Council recently received a staff report that included revised guidelines for residents' associations that attempted to clarify the roles of the city and residents' associations in maintaining communication and cooperation.
"We want to have more discussions and more communication with them," said Mayor Wayne Wright.
Council considered the report at the Sept. 14 committee of the whole meeting, at which time council members made numerous revisions to the staff report.
"It's always good to review and update. That was good," said Coun. Betty McIntosh. "Council did a lot of changes."
McIntosh said the report was posted on the city's website before the meeting, but council later made changes to the guidelines. Some representatives from residents' associations were concerned that they hadn't been consulted about the guidelines.

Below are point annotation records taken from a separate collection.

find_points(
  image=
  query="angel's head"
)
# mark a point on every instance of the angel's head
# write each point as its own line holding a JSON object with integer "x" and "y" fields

"Even we didn't get consulted as council," she noted. "It is definitely undergoing a lot of change. Those guidelines (included in the report) are not the changes that will be following through."
The city will schedule a meeting between a committee consisting of three council members and all residents' associations in order to review and finalize the guidelines.
Coun. Bob Osterman said council would not adopt the policy without input from the city's residents associations.
"This report from staff caught them by surprise," he said about some residents' association representatives. "I firmly believe we are better off today with residents' associations than 25 years ago."
Osterman, who considers himself "a child of the residents' association movement" for his role in helping form the West End Residents' Association, said residents' association representatives got a grudging attitude from mayors in their early years. Nowadays, he said city council appreciates the groups' input.
"We are going to reinstate meetings three times a year with them," said Coun. Lorrie Williams. "That is a brilliant idea."
By having three meetings each year with executives of the city's residents' associations, Williams said the groups will be able to bring forward specific issues they want the city to address.